The increasing demand for high-performance batteries in electric vehicles, portable electronics, and renewable energy storage has spurred extensive research into novel inorganic battery materials. This review comprehensively examines the role of artificial intelligence (AI) in accelerating the discovery, design, and optimization of inorganic battery components, including cathodes, anodes, and solid-state electrolytes. We discuss various AI methodologies-such as machine learning, deep learning, transfer learning, generative models, and large language models-that integrate experimental and computational data to predict material properties and uncover structure-property relationships.

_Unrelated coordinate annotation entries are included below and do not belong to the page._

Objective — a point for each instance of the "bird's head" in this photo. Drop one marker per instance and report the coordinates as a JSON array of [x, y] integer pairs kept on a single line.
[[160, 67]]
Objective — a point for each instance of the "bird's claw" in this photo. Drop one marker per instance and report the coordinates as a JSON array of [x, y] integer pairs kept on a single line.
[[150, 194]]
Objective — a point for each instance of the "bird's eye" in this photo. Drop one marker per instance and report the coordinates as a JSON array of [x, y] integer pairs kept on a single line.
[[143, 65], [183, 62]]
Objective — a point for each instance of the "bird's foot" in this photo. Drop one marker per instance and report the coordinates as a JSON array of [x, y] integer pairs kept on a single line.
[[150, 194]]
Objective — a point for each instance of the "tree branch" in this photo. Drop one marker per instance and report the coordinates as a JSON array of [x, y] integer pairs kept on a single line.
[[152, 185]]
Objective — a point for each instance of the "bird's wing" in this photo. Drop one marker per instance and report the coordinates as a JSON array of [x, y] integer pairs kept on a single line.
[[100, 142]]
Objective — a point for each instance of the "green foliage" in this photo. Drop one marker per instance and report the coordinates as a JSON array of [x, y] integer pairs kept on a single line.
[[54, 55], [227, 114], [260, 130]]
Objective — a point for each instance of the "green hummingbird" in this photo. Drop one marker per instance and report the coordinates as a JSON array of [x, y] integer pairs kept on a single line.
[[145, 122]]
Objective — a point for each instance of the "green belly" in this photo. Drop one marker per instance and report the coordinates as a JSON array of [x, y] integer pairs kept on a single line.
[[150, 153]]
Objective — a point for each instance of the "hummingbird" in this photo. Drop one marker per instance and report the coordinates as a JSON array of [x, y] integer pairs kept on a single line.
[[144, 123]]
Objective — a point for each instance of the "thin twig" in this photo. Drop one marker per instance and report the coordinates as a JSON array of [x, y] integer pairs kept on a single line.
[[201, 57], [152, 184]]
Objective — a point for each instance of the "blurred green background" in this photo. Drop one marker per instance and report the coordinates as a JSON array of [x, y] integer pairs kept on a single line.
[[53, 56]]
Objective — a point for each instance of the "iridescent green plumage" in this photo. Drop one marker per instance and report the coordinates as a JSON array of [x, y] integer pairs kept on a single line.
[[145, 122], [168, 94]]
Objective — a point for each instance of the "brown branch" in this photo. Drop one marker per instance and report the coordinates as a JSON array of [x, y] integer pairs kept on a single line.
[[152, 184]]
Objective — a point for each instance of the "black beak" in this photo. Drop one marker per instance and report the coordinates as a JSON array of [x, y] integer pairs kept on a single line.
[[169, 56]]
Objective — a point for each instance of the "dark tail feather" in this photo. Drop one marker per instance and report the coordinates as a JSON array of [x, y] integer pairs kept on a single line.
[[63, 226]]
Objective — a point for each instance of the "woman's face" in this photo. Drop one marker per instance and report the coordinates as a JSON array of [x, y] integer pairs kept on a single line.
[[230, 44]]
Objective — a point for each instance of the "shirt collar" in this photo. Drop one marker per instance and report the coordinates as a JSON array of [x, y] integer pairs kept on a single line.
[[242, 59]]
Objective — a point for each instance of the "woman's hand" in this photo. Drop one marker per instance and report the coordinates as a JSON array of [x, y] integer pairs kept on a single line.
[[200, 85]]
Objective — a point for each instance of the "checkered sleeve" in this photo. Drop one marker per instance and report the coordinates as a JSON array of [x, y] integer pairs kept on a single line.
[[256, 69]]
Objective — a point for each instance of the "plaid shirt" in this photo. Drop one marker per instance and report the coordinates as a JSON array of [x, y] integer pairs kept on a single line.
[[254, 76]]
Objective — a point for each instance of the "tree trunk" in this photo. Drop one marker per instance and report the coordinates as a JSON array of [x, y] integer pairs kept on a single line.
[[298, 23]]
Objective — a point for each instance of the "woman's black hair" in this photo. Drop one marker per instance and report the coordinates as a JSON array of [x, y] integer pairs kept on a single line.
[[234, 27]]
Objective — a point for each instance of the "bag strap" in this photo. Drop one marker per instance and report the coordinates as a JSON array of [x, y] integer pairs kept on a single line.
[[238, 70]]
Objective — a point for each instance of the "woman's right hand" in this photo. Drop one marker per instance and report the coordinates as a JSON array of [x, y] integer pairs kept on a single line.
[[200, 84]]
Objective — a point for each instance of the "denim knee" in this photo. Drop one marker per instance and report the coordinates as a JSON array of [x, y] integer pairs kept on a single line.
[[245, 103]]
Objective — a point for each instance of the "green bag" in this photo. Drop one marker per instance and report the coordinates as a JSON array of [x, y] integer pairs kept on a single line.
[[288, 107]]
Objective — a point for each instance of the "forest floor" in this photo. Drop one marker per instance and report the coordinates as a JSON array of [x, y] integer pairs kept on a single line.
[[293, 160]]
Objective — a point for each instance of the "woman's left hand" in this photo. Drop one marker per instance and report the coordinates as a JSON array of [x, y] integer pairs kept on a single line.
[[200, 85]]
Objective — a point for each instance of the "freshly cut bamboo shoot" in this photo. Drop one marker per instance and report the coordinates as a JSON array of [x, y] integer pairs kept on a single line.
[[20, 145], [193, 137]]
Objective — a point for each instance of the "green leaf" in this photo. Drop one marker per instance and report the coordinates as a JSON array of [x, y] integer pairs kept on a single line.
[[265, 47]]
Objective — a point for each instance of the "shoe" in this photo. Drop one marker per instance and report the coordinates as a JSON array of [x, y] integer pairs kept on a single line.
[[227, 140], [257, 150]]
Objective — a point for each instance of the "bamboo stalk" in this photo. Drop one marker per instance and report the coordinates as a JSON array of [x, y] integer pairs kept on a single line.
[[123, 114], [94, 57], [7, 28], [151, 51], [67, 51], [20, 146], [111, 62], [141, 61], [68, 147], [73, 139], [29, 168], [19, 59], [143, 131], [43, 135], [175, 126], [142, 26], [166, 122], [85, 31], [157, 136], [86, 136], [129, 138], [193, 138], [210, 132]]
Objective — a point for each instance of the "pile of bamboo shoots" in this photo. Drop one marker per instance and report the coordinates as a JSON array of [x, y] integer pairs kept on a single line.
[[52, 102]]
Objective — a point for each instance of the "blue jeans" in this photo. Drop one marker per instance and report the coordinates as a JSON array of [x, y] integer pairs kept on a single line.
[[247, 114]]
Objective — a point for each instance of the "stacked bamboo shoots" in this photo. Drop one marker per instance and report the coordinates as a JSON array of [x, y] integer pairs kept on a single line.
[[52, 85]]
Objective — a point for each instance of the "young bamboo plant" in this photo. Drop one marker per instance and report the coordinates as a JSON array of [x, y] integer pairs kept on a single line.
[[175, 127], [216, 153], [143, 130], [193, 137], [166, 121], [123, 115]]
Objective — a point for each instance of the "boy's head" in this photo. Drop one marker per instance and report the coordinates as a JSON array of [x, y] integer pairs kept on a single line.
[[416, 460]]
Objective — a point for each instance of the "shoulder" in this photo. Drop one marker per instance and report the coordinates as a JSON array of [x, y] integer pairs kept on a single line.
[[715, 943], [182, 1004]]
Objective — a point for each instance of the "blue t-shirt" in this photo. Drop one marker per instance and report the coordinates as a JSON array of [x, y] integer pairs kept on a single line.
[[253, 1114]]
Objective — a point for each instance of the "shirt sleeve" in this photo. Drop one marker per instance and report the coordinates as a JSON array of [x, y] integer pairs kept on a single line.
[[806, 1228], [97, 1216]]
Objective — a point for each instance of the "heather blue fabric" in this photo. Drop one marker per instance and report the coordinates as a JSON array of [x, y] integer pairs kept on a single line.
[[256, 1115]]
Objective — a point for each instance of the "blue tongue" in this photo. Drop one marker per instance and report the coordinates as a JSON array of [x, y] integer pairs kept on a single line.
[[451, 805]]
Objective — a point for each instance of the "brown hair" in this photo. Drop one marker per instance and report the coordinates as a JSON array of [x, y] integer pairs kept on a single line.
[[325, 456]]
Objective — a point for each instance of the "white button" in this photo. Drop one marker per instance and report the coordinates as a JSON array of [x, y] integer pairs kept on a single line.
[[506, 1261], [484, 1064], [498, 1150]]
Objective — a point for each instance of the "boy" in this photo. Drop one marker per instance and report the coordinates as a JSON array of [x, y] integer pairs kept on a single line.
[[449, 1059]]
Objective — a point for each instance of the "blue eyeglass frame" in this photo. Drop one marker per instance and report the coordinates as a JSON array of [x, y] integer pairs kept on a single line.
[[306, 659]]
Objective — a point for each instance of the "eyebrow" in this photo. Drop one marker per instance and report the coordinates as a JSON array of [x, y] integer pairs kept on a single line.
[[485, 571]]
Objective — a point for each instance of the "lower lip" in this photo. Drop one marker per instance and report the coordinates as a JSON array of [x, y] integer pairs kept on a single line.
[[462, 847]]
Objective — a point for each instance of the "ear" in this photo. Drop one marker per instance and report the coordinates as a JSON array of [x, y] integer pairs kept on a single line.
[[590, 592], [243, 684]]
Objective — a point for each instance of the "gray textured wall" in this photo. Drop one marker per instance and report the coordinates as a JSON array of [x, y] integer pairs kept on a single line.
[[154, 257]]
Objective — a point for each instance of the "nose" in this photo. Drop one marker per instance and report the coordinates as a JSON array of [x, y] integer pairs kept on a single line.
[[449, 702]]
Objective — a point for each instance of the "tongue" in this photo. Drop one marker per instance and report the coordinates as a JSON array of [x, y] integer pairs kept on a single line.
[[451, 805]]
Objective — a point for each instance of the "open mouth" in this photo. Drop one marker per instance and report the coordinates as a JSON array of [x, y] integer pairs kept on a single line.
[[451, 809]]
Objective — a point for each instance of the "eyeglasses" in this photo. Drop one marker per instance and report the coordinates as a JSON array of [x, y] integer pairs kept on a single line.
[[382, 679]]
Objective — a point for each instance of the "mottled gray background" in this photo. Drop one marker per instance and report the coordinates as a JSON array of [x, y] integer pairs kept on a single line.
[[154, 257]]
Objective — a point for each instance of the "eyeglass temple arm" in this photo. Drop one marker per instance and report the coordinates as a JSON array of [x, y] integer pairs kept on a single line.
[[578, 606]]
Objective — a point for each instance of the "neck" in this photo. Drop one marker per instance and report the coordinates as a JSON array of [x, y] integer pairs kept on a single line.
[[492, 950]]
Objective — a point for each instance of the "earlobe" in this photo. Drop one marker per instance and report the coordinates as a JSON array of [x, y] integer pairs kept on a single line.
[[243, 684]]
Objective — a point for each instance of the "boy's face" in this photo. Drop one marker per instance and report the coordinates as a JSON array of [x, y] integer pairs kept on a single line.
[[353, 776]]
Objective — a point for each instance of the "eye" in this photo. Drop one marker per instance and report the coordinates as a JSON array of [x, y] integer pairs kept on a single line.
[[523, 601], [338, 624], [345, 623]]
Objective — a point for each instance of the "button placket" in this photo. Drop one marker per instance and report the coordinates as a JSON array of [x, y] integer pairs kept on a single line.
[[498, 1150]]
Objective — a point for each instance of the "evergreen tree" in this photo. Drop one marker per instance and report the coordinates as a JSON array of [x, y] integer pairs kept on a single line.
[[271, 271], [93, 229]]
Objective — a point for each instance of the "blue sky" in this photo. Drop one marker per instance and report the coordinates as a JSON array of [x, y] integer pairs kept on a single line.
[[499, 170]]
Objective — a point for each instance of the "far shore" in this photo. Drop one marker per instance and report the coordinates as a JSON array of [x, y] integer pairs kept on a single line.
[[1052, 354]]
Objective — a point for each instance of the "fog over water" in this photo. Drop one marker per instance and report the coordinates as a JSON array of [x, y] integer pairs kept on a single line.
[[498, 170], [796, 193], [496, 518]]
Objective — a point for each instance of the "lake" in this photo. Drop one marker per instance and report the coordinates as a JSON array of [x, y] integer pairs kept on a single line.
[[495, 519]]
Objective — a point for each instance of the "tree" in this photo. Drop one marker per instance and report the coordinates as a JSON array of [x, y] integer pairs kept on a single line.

Special emphasis is placed on data acquisition and standardization, model interpretability, and the challenges associated with multi-scale integration. By highlighting recent case studies and high-throughput screening strategies, the review elucidates how AI-driven approaches can overcome the limitations of traditional trial-and-error methods and high computational costs. Finally, we outline future research directions, emphasizing the potential of emerging AI techniques to further enhance material performance and accelerate the industrialization of next-generation battery technologies.

Suggested Citation

  • Wang, Xuesong & He, Nan & Zhou, Zidong & Chen, Jing & Mateen, Abdul & Shao, Yinfei & Chen, Xiang & Liu, Chengbin & Mujear, Altaf & Zhang, Jianwei & Liu, Feng & Bao, Zhihao, 2026. "AI-driven exploration and design of inorganic battery materials," Renewable and Sustainable Energy Reviews, Elsevier, vol. 229(C).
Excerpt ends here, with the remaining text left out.